Fixed Non-English letters are not lowercasing in URLs.

Discussion in 'Resolved Bug Reports' started by Cenk, Oct 5, 2010.

  1. Cenk

    Cenk Member



    It should be:

  2. Vincent

    Vincent Well-Known Member

    I'm not into SEO and stuff, but is this to optimize SEO?
  3. Cezz

    Cezz Well-Known Member

    It is about URL normalization, URL's as standard should all be lowercase as well as many other things...

  4. Shadab

    Shadab Well-Known Member

    Any reason why strtr was chosen over something like utf8_strtolower, for lowercasing the content titles?
    (I really hope it wasn't for performance reasons).
  5. Mike

    Mike XenForo Developer Staff Member

    strtr is actually faster, but it was mostly related to the fact that strtolower respects locales, and we don't want that. I am concerned about the performance of utf8_strtolower (without the mb version), though I haven't done any explicit tests. The link builders can be called a large number of times on a page.
  6. Shadab

    Shadab Well-Known Member

    Definitely slower. :( I had wrongly assumed that those utf8 helper functions didn't utilize any mbstring functions. I just did a quick profiling and it turns out utf8_strtolower is almost 3 times slower when there are no mbstring functions available to it.


    No mbstring:
  7. Nickolas

    Nickolas Member

    You can modify the UTF-8 Library accent array. Create a plugin and try following code...
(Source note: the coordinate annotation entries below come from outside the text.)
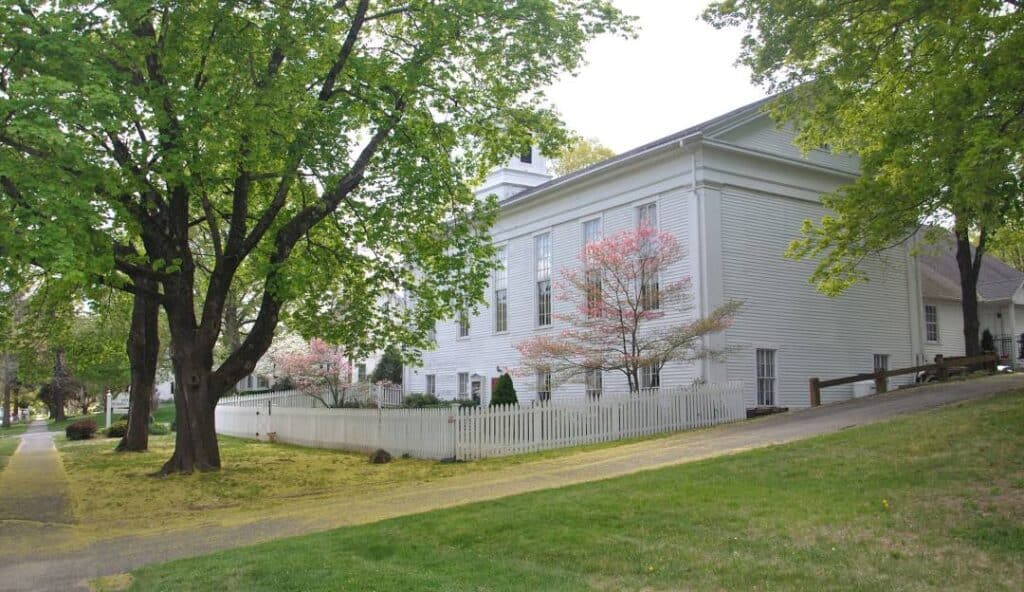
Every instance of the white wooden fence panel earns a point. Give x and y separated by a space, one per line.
502 430
418 432
471 433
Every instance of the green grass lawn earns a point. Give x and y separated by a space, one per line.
7 448
929 502
15 429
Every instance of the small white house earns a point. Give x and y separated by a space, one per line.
734 191
1000 304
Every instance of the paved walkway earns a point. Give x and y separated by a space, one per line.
34 487
66 568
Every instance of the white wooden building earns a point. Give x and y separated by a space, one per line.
734 191
1000 304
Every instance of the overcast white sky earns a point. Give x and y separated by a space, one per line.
677 73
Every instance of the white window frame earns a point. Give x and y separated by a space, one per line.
583 245
594 383
583 230
640 209
542 277
650 377
543 385
766 396
500 284
932 326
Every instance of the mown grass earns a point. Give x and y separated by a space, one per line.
7 448
927 502
257 478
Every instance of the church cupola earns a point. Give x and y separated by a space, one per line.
518 174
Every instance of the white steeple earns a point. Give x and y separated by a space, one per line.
519 173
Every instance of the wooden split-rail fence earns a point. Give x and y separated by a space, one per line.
942 368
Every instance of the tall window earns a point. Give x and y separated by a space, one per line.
592 234
647 215
650 377
502 291
650 295
544 385
766 377
931 323
542 253
594 383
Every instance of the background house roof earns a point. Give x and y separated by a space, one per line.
940 275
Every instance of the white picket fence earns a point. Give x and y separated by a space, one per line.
503 430
419 432
365 393
471 433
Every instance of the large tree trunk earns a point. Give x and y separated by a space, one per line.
143 352
60 380
9 376
970 266
196 445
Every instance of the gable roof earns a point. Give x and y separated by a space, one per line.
668 140
940 275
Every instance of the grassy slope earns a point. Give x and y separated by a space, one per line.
934 501
7 448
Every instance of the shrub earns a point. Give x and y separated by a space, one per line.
158 428
380 457
117 429
504 391
82 429
420 399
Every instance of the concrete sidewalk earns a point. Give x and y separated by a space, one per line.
34 487
67 568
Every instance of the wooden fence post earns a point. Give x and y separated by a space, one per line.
881 384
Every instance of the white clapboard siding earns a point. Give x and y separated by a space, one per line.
502 430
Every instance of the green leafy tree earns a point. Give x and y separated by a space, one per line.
504 391
1007 243
328 149
389 367
580 154
927 93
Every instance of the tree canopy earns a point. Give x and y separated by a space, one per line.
928 94
326 150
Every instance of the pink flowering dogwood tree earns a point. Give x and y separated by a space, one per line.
620 304
316 371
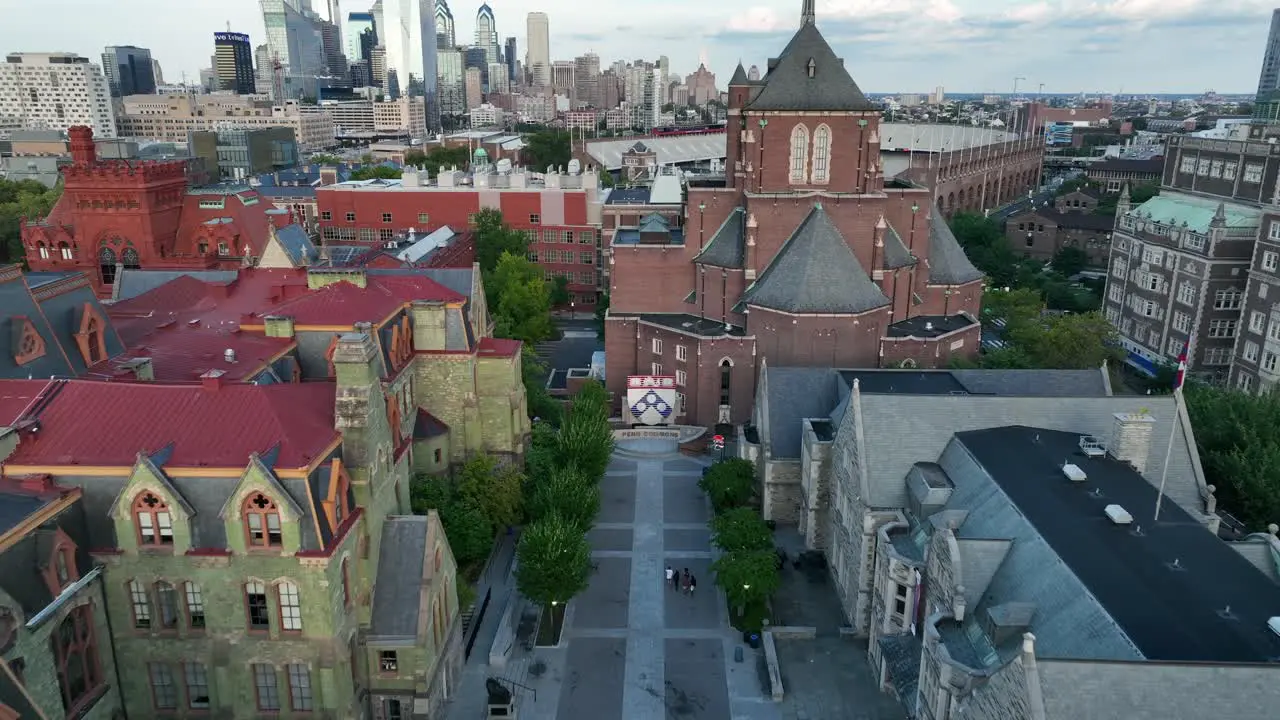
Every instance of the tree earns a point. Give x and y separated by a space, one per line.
1069 260
496 488
741 529
748 578
548 147
493 237
554 564
1237 437
730 483
567 492
520 300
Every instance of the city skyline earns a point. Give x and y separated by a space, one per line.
969 45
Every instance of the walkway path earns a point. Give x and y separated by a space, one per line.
632 648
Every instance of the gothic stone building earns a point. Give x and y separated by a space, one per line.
993 537
805 256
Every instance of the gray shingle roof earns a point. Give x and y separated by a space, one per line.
727 247
787 86
896 255
947 261
816 272
400 578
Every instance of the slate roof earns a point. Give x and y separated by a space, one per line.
947 263
205 428
789 87
1065 545
896 255
401 568
727 247
816 272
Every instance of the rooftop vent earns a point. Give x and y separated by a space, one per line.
1074 473
1118 515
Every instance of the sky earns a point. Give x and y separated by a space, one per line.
1139 46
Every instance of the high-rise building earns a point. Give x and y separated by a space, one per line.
508 55
1269 80
233 62
128 71
487 33
356 24
538 45
56 91
411 53
446 37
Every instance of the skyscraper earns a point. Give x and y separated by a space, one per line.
233 63
128 71
487 33
539 48
411 53
1269 80
444 35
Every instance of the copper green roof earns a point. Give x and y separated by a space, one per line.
1175 209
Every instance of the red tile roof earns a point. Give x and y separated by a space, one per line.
106 424
498 347
16 397
181 354
346 304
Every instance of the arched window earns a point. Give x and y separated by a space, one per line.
822 154
106 265
726 379
152 519
799 153
167 606
263 522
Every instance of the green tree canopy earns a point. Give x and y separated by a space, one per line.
548 147
554 561
741 529
520 300
730 483
493 237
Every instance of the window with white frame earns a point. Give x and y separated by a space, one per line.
1221 328
1226 300
1217 355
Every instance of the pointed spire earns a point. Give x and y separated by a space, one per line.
808 16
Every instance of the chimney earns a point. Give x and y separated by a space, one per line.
1130 438
213 381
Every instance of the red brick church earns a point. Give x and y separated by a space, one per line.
133 214
805 255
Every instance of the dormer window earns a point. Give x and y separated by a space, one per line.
263 522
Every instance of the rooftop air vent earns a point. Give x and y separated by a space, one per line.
1074 473
1118 515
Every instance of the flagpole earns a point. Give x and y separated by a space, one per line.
1169 451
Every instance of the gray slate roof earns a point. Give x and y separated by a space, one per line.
397 596
816 272
896 255
727 247
947 261
789 87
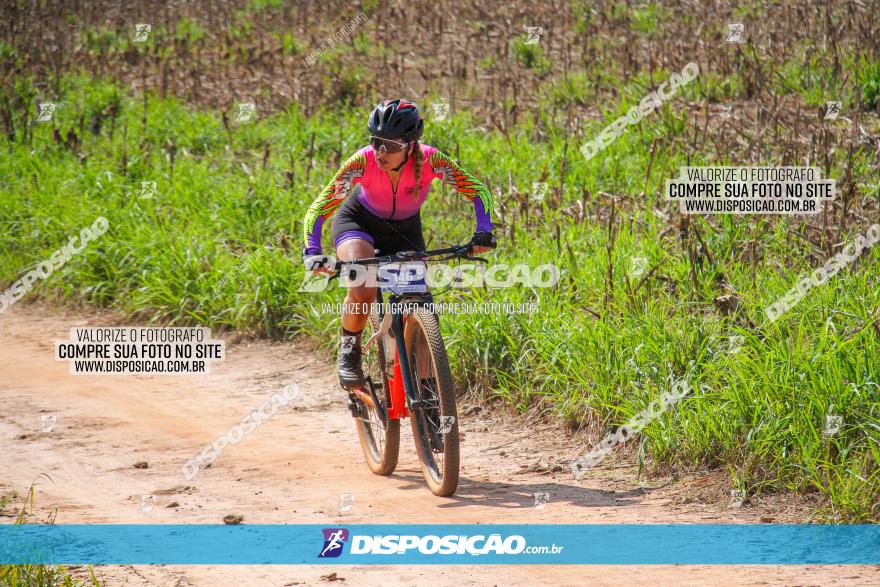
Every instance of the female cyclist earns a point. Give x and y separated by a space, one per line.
383 213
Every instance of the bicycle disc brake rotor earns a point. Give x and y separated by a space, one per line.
431 407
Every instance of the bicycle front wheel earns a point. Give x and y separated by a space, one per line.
435 420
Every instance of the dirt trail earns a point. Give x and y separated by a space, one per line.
293 468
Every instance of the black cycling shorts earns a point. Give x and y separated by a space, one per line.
353 220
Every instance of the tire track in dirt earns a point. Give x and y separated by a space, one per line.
293 468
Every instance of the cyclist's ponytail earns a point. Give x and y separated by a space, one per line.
417 162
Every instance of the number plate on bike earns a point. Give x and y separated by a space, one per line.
403 277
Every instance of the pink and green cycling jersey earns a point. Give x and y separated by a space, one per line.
377 196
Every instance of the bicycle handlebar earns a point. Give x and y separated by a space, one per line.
456 252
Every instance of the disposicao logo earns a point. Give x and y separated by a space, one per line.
334 540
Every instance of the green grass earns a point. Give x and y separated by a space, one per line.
593 355
32 575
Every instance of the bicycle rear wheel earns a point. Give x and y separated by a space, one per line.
435 422
380 440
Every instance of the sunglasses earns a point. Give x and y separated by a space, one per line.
387 145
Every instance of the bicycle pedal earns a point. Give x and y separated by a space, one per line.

    $UTF8_LOWER_ACCENTS array_merge($UTF8_LOWER_ACCENTS, array(
    'ı' => 'i',
    'ü' => 'u',
    'ö' => 'o'

    $UTF8_UPPER_ACCENTS array_merge($UTF8_UPPER_ACCENTS, array(
    'İ' => 'I',
    'Ü' => 'U',
    'Ö' => 'O'
    and you must know that the URL romanization must be active.

    And I think you have to override this code:

    public static function buildIntegerAndTitleUrlComponent($integer$title ''$romanize false)
    replace with:

    public static function buildIntegerAndTitleUrlComponent($integer$title ''$romanize true)
  8. James Freeman

    James Freeman Member

    Wouldn't that take away meaning to the word. It would be like saying "kat" for "cat" (just an example) I might be wrong there, and the URL is a extremely vital tool for search engines.
  9. James

    James Well-Known Member

    Not exactly. Search engines care more about content than URLs. We had this discussion earlier about the weight of keywords in URLs, and there isn't much weight in them.
  10. yavuz

    yavuz Well-Known Member

    Can someone put a plugin together that accomplish this?
  11. Nickolas

    Nickolas Member

    well yes... That solution not work for every language. But works for Turkish Language... That 's why, I wrote that code.
  12. dbembibre

    dbembibre Active Member

    I have problems with spanish accents too, this works ? any way to remove non utf-8 from URL ?
  13. Jarod

    Jarod Active Member


    Same with french accents : ÀÁÂÃÄÅÆÇÈÉÊËÌÍÎÏÐÑÒÓÔÕÖØÙÚÛÜÝÞßàáâãäåæçèéêëìíîïðñòóôõöøùúûýýþÿ
  14. Dinh Thanh

    Dinh Thanh Well-Known Member

    Same with Vietnamese accents. We need to replace all Vietnamese accents with english characters.
    a á à ã ă â e é è ê i í ì ĩ o ó ò õ ô ơ u ú ù ũ ư y ý ỳ đ
    a a a a a a e e e e i i i i o o o o o o u u u u u y y y d
  15. Sasa

    Sasa Active Member

    Have you tried to solve in this way.
  16. Dinh Thanh

    Dinh Thanh Well-Known Member

    We knew it and this is a suggestion. New version of Xenforo should have this feature in it's Core.
  17. FabioCesar

    FabioCesar Member

    Same with Portugues-Br
  18. FabioCesar

    FabioCesar Member


    After several attempts, enabled the romanization .. and it worked perfectly .. removed all the special characters ...

    Edit library/Xenforo/Link.php

    change this
    public static function buildIntegerAndTitleUrlComponent($integer, $title = '', $romanize = false)

    to this
    public static function buildIntegerAndTitleUrlComponent($integer, $title = '', $romanize = true)
  19. Mike

    Mike XenForo Developer Staff Member

    1.2 now exposes options for Romanizing titles in URLs. (And it caches the work to be more efficient so, while it will have performance overhead, hopefully it will be mitigated where possible.)